U.S. Water News Online
AUSTIN, Texas --Two years ago, Austin residents Loraine and Anthony Moore decided to xeriscape their conventionally-landscaped yard. In spite of a major investment in time, energy, and money to get their new landscaping established, they say they have not been sorry.
The Moores say their new landscaping held up well during the hot, dry summer. While homeowners throughout Texas struggled with lawns that turned brown under drought conditions, the Moore's native buffalo grass remained green and their plants bloomed even as they saved money by watering only once a week.
Their water bills in the summer average about $10 more than in winter.
Their house was built three years ago in Cypress Bend, a subdivision in Cedar Park where house prices range from $120,000 to $200,000. Their yard now features not only water-thrifty buffalo grass, but native flora such as lantana, salvia, and artemisia, as well as other drought resistant plants, such as antique roses.
Xeriscapers can save money in other ways, as well, say conservation officials.
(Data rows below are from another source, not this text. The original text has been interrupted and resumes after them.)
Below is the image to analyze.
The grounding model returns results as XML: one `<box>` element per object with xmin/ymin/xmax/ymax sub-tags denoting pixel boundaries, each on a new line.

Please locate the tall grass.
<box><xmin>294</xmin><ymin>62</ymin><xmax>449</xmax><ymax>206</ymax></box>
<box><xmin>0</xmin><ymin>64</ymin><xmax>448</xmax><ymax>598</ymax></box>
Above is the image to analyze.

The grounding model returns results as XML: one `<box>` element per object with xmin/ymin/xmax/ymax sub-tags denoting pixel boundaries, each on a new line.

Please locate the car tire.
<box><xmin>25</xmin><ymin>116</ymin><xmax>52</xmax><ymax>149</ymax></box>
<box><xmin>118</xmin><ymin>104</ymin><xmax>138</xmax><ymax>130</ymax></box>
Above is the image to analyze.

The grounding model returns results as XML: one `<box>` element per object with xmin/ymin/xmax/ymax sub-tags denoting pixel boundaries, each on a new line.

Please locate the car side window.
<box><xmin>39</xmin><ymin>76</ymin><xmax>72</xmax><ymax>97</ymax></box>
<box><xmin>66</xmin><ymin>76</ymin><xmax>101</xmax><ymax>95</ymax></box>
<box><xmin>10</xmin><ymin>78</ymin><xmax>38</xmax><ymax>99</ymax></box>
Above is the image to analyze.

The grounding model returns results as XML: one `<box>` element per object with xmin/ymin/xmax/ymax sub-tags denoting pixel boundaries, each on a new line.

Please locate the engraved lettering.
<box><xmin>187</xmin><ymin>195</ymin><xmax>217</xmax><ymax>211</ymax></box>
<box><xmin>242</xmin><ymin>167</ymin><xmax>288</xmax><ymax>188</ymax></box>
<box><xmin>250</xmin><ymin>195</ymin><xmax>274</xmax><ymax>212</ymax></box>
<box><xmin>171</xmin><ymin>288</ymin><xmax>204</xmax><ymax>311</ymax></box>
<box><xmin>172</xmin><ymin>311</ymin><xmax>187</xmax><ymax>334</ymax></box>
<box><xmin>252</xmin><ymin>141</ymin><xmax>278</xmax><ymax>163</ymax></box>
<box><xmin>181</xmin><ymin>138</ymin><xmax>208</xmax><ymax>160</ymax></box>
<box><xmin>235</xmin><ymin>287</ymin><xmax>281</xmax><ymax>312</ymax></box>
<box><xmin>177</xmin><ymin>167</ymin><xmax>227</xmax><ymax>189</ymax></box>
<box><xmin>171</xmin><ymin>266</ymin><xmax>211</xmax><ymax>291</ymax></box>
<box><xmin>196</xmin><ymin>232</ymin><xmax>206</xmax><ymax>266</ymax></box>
Austin offers rebates on water bills to xeriscapers. About 225 homeowners have received rebates on their water bills the past two years, city officials said. About 80 percent are new homes.
Now Cedar Park officials are considering requiring developers to use water-thrifty plants and grasses in landscaping new homes and businesses. Changing to native plants can be labor intensive and expensive. The Moores spent about $1,000 redoing their landscape and have worked on the yard for two years.
Michelle LaVigne, Cedar Park conservation planner, said many people still have misconceptions about xeriscaping, thinking it means lots of cacti and rocks.
"That's part of the education we're doing," LaVigne said. "We have a xeriscape garden at City Hall. When people come here, that's one of the first things they see."
LaVigne said Cedar Park, which limits lawn watering from May to September, actively encourages xeriscaping. The city offers classes on xeriscaping, usually in the spring.
The Moores, who moved here from Boston, can't understand why more people don't rip out their old landscaping. "If we'd known about xeriscaping, we wouldn't have let the developer put in landscaping," Anthony Moore said. "We would have done it then."